Essere scrittori è una condanna? E se gli scrittori in famiglia sono due? Veronica racconta del rapporto di «reciproca mutua assistenza», dalle bozze di un manoscritto agli articoli da scrivere per i giornali, il legame che li unisce. Il ritratto di una normale famiglia romana che, a ben guardarla, tanto normale non è. In modo simpatico, ovvio.
Autrice di numerosi romanzi, di Veronica Raimo ricordiamo: Il dolore secondo Matteo (minimum fax 2007), Tutte le feste di domani (Rizzoli 2013) e Miden (Mondadori 2018), uscito in UK, Usa e Francia. Nel 2019 ha scritto il libro di poesie Le bambinacce con Marco Rossari (Feltrinelli). Soprattutto traduttrice di autori come Octavia E. Butler, Ray Bradbury e Francis Scott Fitzgerald, autore che incontriamo tra le pagine di quest’ultimo romanzo.

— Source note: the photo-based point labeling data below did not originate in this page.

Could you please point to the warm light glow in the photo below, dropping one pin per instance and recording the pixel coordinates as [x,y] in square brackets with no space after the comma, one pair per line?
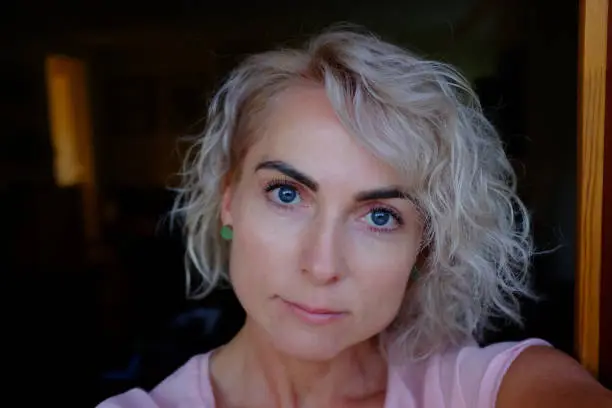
[71,134]
[68,119]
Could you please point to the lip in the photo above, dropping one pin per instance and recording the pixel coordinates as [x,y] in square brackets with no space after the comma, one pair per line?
[313,315]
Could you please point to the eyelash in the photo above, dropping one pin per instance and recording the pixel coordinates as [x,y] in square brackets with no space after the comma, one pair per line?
[393,213]
[281,182]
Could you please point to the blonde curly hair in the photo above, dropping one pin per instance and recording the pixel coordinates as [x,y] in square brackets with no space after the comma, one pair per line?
[422,118]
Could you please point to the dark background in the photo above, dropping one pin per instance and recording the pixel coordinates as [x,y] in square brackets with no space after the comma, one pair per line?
[88,319]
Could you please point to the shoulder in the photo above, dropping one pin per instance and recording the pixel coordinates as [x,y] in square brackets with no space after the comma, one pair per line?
[462,377]
[187,387]
[543,377]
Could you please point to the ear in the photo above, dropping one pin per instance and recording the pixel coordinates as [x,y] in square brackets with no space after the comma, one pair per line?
[226,204]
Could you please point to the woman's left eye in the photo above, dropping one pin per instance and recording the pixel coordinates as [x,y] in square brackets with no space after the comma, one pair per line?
[383,218]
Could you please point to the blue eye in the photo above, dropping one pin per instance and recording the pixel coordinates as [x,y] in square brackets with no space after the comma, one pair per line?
[285,194]
[383,218]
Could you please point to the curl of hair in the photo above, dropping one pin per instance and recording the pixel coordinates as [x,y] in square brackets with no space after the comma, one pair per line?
[423,119]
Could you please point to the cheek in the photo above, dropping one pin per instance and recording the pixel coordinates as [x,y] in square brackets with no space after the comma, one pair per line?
[262,251]
[381,273]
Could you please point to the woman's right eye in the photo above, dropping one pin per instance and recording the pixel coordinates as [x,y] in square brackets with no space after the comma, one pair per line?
[284,194]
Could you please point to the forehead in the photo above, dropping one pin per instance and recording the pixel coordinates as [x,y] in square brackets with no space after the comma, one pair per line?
[302,128]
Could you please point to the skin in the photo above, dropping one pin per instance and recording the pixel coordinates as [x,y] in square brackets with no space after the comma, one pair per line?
[308,229]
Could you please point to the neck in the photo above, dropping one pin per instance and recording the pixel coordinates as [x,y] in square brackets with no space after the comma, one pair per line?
[356,373]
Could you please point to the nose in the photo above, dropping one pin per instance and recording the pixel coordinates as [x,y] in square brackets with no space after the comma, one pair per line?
[322,253]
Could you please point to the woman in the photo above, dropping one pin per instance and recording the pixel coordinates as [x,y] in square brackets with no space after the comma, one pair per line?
[365,213]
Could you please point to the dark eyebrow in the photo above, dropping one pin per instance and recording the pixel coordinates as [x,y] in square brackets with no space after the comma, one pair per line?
[289,171]
[382,194]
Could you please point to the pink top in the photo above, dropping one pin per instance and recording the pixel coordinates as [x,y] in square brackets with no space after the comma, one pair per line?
[467,377]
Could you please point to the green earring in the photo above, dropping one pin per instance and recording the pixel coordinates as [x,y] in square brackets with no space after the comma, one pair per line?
[414,274]
[227,233]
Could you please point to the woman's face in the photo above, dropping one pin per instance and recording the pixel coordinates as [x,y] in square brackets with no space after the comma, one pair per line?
[324,238]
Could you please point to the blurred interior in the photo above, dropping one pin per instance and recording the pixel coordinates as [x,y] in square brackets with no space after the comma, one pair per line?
[94,101]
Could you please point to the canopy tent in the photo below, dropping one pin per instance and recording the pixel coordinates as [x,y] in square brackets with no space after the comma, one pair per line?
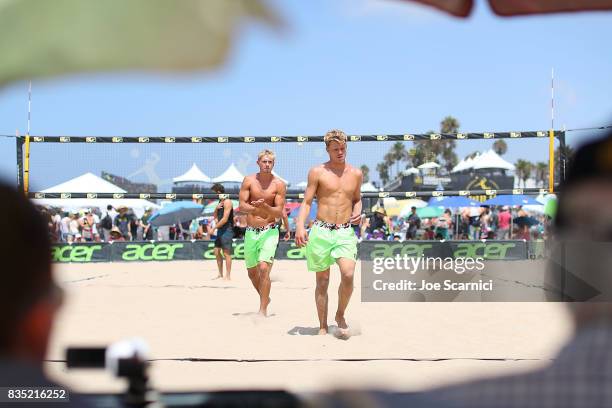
[518,199]
[230,175]
[410,171]
[464,164]
[193,175]
[429,165]
[491,160]
[86,183]
[463,8]
[486,160]
[176,212]
[408,204]
[454,202]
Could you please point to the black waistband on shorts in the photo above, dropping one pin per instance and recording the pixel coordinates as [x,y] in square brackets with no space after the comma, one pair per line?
[330,226]
[262,229]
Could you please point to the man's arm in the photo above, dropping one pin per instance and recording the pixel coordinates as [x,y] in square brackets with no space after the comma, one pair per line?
[286,224]
[227,208]
[311,189]
[243,196]
[279,202]
[357,204]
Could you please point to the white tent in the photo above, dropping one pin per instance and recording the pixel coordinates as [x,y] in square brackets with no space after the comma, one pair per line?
[429,165]
[90,183]
[282,179]
[193,175]
[491,160]
[464,164]
[368,187]
[409,171]
[230,175]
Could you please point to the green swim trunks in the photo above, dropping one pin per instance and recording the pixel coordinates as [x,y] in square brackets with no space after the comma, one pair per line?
[260,245]
[327,243]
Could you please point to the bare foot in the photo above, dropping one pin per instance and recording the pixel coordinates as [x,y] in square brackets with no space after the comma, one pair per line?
[343,330]
[264,310]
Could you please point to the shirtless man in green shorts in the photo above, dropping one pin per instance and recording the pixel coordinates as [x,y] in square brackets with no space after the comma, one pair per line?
[262,198]
[337,187]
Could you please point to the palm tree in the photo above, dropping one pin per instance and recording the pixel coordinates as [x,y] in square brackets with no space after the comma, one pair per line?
[523,170]
[383,172]
[449,125]
[568,152]
[389,160]
[366,173]
[398,153]
[500,147]
[541,169]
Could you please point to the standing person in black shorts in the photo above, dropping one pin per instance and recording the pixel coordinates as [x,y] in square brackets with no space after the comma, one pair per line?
[224,222]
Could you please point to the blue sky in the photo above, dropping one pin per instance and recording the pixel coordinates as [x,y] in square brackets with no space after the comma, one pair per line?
[366,66]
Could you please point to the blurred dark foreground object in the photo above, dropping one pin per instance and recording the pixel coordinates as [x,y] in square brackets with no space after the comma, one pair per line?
[463,8]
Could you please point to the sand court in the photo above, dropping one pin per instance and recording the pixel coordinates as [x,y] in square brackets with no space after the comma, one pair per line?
[188,319]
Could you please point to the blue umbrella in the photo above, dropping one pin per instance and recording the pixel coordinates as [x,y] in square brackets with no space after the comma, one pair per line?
[453,202]
[312,215]
[518,199]
[176,212]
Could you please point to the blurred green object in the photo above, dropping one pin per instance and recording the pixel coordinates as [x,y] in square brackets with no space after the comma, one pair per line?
[50,38]
[550,208]
[430,212]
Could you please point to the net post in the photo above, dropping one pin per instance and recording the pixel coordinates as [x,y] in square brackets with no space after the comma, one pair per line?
[19,151]
[26,164]
[551,160]
[562,157]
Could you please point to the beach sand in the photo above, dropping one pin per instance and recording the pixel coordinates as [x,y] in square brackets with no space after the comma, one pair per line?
[186,316]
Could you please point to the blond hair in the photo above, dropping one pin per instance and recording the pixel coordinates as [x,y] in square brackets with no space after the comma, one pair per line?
[335,135]
[266,152]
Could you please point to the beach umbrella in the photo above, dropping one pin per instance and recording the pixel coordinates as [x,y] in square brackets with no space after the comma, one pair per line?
[69,36]
[176,212]
[395,207]
[408,204]
[518,199]
[430,212]
[454,202]
[528,221]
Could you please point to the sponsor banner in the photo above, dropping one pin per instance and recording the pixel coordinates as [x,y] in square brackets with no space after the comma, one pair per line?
[490,250]
[202,250]
[81,252]
[151,251]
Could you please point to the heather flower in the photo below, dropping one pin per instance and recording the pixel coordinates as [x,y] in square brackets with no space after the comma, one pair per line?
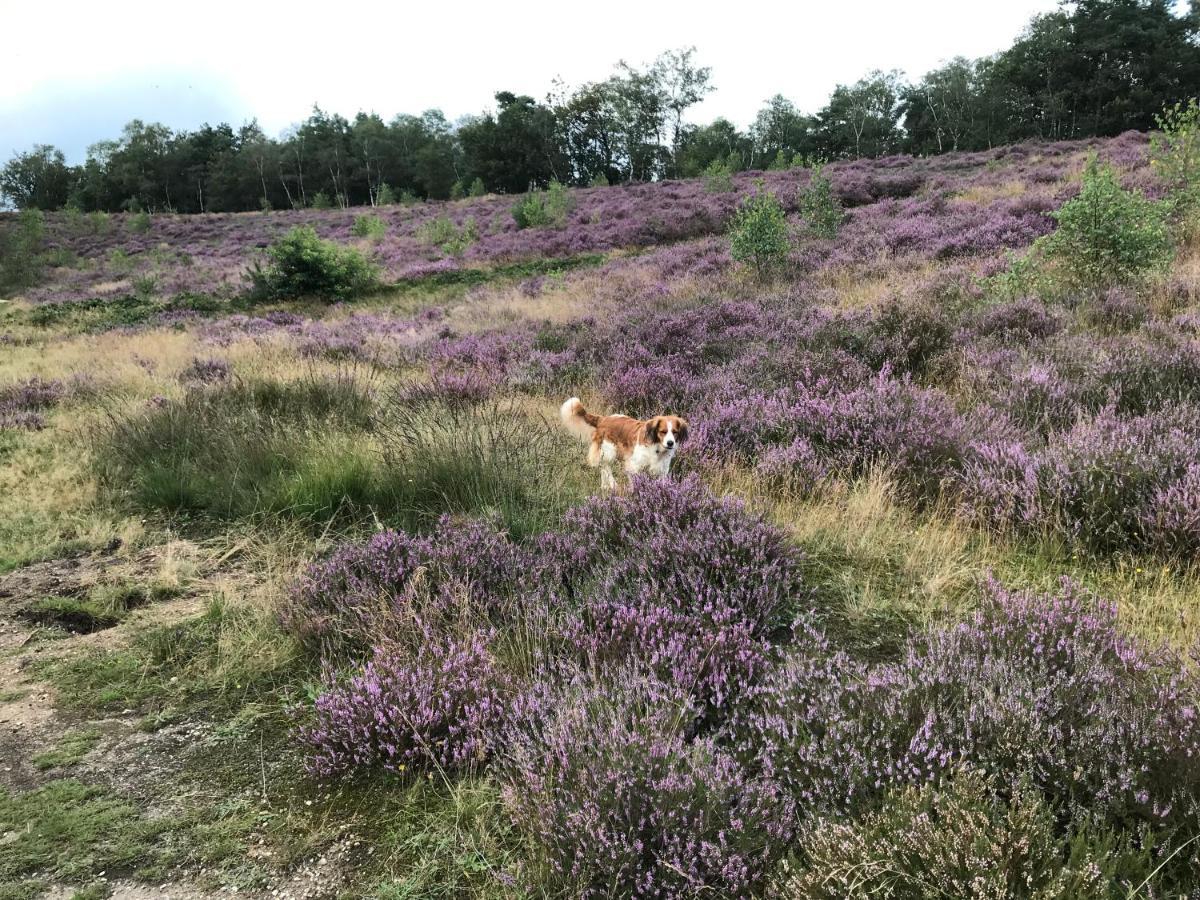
[438,706]
[685,582]
[618,802]
[1031,687]
[23,403]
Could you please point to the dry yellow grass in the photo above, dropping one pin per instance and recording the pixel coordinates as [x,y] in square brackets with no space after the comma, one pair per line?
[990,193]
[877,557]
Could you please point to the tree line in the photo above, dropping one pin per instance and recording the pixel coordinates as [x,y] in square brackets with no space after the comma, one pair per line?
[1092,67]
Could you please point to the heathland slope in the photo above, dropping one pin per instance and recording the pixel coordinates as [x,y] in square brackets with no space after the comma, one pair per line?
[316,598]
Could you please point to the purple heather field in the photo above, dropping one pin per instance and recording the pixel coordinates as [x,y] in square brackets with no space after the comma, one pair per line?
[667,691]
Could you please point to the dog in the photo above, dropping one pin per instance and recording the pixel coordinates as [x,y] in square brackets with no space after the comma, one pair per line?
[642,447]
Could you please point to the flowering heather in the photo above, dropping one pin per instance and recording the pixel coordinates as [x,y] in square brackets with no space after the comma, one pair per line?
[618,802]
[899,208]
[688,583]
[1031,687]
[915,431]
[1110,475]
[963,839]
[23,403]
[439,705]
[369,589]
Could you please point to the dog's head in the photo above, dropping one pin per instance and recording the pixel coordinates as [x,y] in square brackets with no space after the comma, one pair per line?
[666,430]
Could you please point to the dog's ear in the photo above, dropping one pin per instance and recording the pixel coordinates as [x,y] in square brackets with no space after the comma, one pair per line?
[652,430]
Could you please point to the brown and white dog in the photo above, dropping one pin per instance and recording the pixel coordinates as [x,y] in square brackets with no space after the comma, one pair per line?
[641,445]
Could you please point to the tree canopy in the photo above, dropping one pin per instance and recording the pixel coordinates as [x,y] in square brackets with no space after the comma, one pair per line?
[1092,67]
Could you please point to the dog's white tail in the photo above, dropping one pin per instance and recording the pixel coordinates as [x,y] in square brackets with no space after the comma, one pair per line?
[579,420]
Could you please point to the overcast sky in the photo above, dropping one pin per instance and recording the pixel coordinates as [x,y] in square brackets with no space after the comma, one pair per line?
[75,72]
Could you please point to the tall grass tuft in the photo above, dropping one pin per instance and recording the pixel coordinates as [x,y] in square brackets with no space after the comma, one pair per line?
[245,447]
[492,457]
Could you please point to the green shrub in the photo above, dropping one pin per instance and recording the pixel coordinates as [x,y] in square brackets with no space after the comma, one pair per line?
[820,208]
[1107,235]
[963,840]
[371,227]
[301,264]
[1175,160]
[759,233]
[544,209]
[22,239]
[718,178]
[385,196]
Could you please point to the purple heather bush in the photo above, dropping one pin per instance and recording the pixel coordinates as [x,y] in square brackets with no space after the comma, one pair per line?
[618,802]
[23,403]
[900,207]
[913,431]
[685,582]
[1111,475]
[365,591]
[438,705]
[1038,688]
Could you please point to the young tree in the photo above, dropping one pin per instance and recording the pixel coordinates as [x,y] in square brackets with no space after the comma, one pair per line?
[759,233]
[861,119]
[778,127]
[940,112]
[516,149]
[39,179]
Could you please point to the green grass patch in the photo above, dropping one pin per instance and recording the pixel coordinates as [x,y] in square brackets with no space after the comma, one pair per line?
[318,451]
[96,891]
[23,889]
[70,751]
[490,459]
[70,831]
[106,313]
[207,665]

Niente di vero (acquista) perché se c’è una cosa che temiamo più della morte è la verità. Consigliato a chi non è alla ricerca di risposte ma di una voce alle Annie Ernaux, la compagna di un intimo viaggio verso l’impresa che è il diventare donna oggi. Attraverso una prosa sincera, di una schiettezza disarmante, disincantata nel suo nevrotico tentativo di ripercorrere le strade dei ricordi. Come scrive Claudia Durastanti: «molte pagine sono ferite da medusa: bruciano alla distanza».